I used this model of my students’ motivations to shape a third pedagogical practice: at the beginning of every class and every in-class activity, I explicitly stated how I thought the day’s activity would contribute to their life goals. Devising these links was not easy and couldn’t be done in advance; I was constantly updating my model of what was motivating my students so I could come up with a single justification that would work best with the whole class. For example, the day I taught heuristic evaluation, I said something to the effect of: “So we’ve talked a lot about UX designers in class so far and how their general responsibility is to envision seamless user interface designs. Some of you want this job, others of you will be working with UX designers to implement their visions.

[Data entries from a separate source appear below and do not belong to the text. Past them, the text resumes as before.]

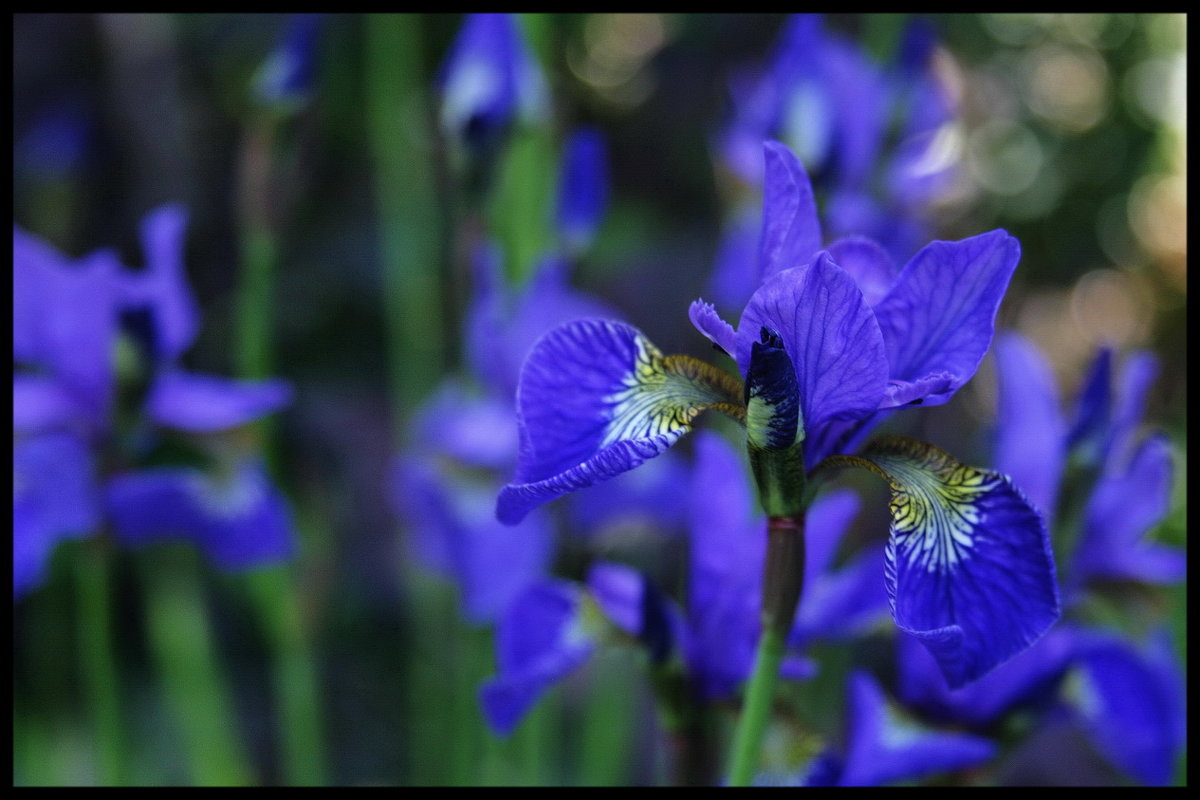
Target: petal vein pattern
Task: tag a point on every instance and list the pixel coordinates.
(969, 567)
(598, 398)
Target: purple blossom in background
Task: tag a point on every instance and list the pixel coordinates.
(1131, 493)
(489, 80)
(67, 318)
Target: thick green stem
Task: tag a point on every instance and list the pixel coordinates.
(181, 642)
(397, 128)
(97, 661)
(756, 711)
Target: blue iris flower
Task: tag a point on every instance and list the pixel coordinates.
(489, 80)
(67, 318)
(1036, 443)
(827, 352)
(883, 142)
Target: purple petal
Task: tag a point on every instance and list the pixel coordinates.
(969, 564)
(538, 643)
(939, 317)
(791, 230)
(53, 499)
(653, 498)
(1121, 510)
(1132, 704)
(831, 335)
(161, 287)
(1030, 432)
(65, 319)
(595, 400)
(477, 431)
(882, 747)
(725, 584)
(202, 403)
(240, 521)
(454, 529)
(40, 403)
(1027, 679)
(869, 264)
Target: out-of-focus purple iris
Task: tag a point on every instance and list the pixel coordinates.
(489, 80)
(882, 747)
(1131, 494)
(837, 108)
(840, 341)
(289, 71)
(67, 318)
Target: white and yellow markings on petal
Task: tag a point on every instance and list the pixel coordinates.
(661, 396)
(936, 500)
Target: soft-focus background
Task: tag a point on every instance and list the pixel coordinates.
(1075, 143)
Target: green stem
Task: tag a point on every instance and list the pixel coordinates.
(97, 660)
(181, 642)
(755, 716)
(297, 681)
(397, 130)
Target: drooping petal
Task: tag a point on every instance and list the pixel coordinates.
(831, 336)
(969, 564)
(1133, 707)
(1029, 679)
(1121, 510)
(201, 403)
(652, 499)
(582, 188)
(868, 263)
(1031, 432)
(539, 642)
(883, 747)
(240, 521)
(939, 317)
(791, 229)
(53, 499)
(598, 398)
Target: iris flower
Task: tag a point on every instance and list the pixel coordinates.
(66, 325)
(825, 350)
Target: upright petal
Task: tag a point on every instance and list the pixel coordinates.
(598, 398)
(969, 564)
(791, 229)
(1031, 432)
(939, 318)
(831, 335)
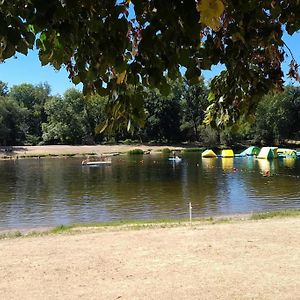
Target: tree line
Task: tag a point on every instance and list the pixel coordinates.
(31, 115)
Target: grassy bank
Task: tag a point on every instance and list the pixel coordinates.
(140, 224)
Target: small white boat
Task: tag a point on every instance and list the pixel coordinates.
(96, 163)
(176, 158)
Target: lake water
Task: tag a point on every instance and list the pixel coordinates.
(49, 192)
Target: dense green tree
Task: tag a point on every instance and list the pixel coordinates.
(194, 104)
(66, 123)
(33, 99)
(3, 88)
(111, 45)
(12, 122)
(278, 116)
(73, 119)
(163, 116)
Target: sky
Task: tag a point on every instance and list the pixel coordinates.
(28, 69)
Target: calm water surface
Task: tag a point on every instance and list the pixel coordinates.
(48, 192)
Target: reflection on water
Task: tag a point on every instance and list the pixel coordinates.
(48, 192)
(227, 163)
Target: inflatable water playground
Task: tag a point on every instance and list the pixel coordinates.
(260, 153)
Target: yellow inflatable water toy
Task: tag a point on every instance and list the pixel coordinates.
(209, 153)
(227, 153)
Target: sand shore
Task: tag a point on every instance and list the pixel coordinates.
(29, 151)
(239, 260)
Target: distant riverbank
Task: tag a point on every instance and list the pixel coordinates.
(67, 150)
(251, 259)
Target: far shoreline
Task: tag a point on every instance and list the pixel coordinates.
(122, 225)
(15, 152)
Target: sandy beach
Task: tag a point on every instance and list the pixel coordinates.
(57, 150)
(239, 260)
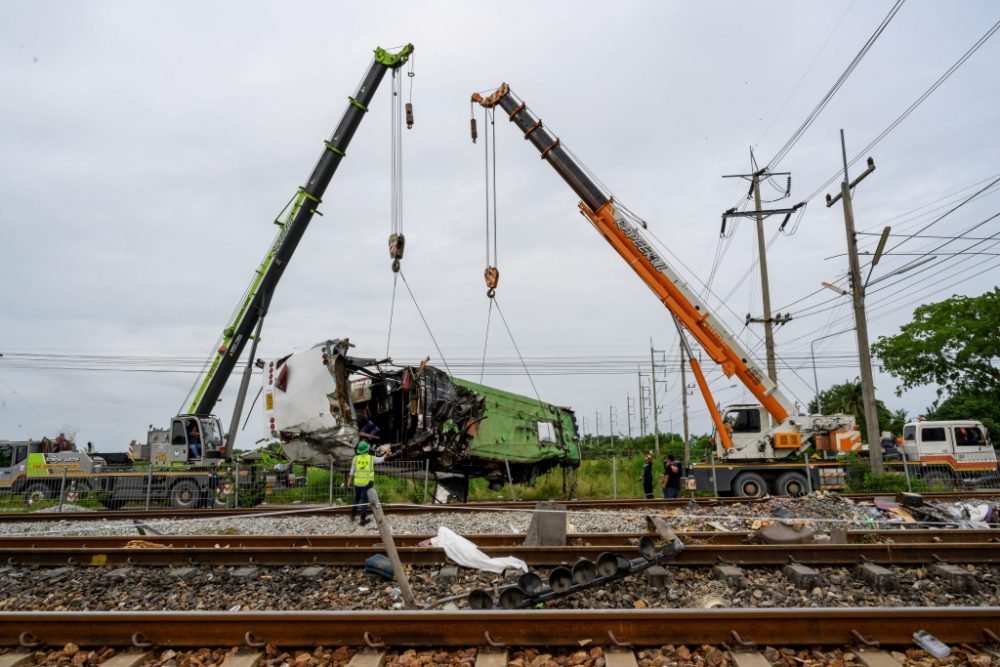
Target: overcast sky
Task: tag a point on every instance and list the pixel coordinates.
(147, 147)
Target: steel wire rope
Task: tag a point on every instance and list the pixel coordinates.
(518, 350)
(899, 119)
(426, 324)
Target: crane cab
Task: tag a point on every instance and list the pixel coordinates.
(190, 438)
(745, 424)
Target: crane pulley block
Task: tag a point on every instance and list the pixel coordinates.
(397, 243)
(492, 275)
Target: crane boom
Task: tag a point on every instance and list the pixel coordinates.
(301, 209)
(626, 237)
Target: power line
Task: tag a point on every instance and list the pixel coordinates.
(811, 118)
(899, 119)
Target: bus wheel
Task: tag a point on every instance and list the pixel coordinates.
(184, 495)
(791, 484)
(750, 485)
(36, 493)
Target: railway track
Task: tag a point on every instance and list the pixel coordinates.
(306, 510)
(927, 536)
(172, 552)
(742, 630)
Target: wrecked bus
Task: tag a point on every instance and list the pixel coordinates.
(319, 402)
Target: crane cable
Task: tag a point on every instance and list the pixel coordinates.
(492, 273)
(397, 241)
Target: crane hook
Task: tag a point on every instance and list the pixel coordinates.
(397, 243)
(492, 275)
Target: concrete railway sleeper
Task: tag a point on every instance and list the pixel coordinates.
(843, 637)
(497, 656)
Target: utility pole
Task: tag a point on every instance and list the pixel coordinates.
(652, 384)
(687, 444)
(611, 423)
(642, 407)
(629, 408)
(759, 214)
(860, 319)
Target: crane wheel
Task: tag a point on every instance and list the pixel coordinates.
(36, 493)
(185, 495)
(750, 485)
(792, 484)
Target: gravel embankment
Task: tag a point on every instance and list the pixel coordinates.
(664, 656)
(274, 588)
(824, 511)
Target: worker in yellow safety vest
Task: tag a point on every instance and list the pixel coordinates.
(362, 475)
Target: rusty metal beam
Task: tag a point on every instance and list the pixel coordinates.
(693, 555)
(639, 627)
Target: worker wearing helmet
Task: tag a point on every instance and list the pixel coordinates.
(362, 476)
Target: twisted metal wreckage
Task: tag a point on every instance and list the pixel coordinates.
(456, 428)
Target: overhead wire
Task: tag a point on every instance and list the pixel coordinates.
(825, 100)
(910, 109)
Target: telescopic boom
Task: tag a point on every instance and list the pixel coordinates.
(300, 212)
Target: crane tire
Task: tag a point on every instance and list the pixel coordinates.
(791, 483)
(749, 485)
(185, 495)
(36, 492)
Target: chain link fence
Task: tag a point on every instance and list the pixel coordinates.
(224, 486)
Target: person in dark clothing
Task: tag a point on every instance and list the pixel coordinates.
(647, 476)
(671, 480)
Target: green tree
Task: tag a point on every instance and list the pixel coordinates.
(952, 343)
(847, 397)
(983, 406)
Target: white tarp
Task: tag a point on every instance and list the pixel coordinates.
(467, 554)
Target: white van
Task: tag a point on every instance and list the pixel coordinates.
(959, 448)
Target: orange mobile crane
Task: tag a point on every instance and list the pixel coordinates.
(755, 441)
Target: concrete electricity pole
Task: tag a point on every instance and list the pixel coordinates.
(642, 407)
(629, 407)
(759, 214)
(860, 319)
(652, 383)
(687, 443)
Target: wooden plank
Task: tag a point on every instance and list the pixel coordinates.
(246, 658)
(128, 659)
(620, 659)
(16, 659)
(491, 657)
(748, 659)
(367, 658)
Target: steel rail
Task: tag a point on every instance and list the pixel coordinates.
(619, 541)
(696, 555)
(635, 627)
(571, 505)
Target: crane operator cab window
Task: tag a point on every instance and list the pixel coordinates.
(743, 420)
(211, 439)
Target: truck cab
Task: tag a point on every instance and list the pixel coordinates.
(190, 438)
(13, 461)
(962, 445)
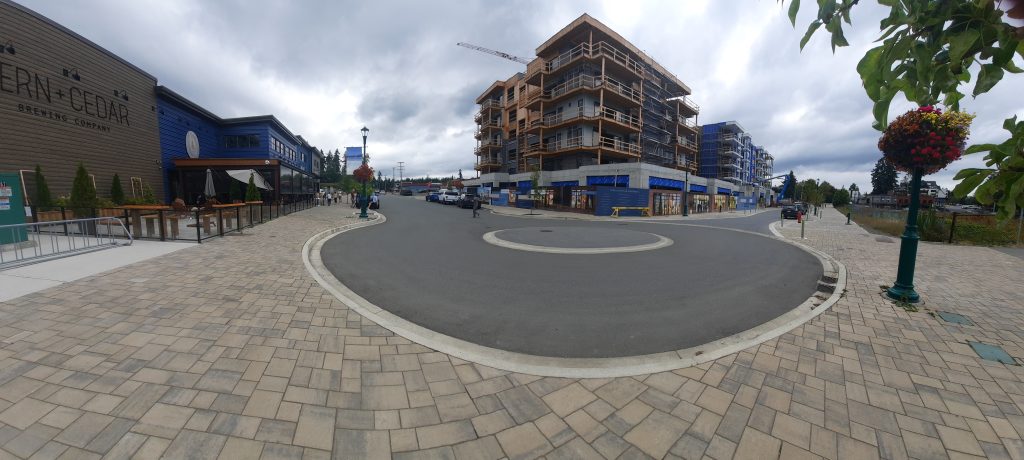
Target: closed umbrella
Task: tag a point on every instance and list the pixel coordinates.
(209, 191)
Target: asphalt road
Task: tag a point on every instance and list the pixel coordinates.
(429, 264)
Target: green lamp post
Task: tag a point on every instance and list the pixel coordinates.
(686, 196)
(365, 199)
(920, 141)
(903, 288)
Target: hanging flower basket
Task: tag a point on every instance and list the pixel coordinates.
(926, 138)
(364, 173)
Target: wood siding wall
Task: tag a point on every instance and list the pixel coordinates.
(54, 121)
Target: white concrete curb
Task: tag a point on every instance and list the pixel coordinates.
(570, 367)
(493, 238)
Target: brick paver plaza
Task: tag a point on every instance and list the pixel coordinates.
(231, 349)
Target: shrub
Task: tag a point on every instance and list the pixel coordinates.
(83, 193)
(147, 197)
(252, 194)
(931, 226)
(117, 192)
(43, 197)
(232, 191)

How will they know if their design is good? And how can they know in just a few days, which is the time scale that many designers have to work at? There’s one method invented back in the 1990’s that tried to solve this problem. We’re going to talk about it today, learn its strength and weaknesses, and discuss when it makes sense to use it.” Note that this kind of justification is essentially the same justification that Jakob Nielsen used in his book Usability Engineering. I just needed to link his motivation to students’ individual aspirations.

Another challenge was in motivating students to learn the declarative knowledge about HCI and Design, such as important methods, concepts, histories, and ideas in design. How could I motivate students to read about these things? In addition to use the same strategy above (simply explaining how it linked to students’ own goals), I designed a series of reading exercises that aimed to be frictionless, but also engaging. Twice a week, students would read a short blog-post length chapter that I personally wrote as an introduction to a subject in design. They were short enough that students would read them, but deeply linked, so that throughout the reading, there were multiple followup readings students could do to deepen their knowledge. Then, to motivate students to read them, I held a reading quiz at the beginning of class to verify that they had read it (which had the added benefit of getting them to show up to class on time). I also required a brief summary of a reading of their own they could select, choosing from the readings I linked to, or from any other reading, podcast, or video on the web that concerned the same subject. After the reading quiz, students engaged in “think-pair-share”, turning to a few of their neighbors and explaining what they read and what they found interesting about it. Then, after a few minutes of sharing, I asked for students to voluntarily share the most interesting readings they heard about from their peers. In just about 20 minutes of class, we covered a range of readings, many of which were entirely new to me. I had to be ready to rapidly synthesize and relate the topics they raised to the subject of the day, but this kept me engaged as well. It also reinforced every day that I genuinely did have the expertise to be teaching the subject.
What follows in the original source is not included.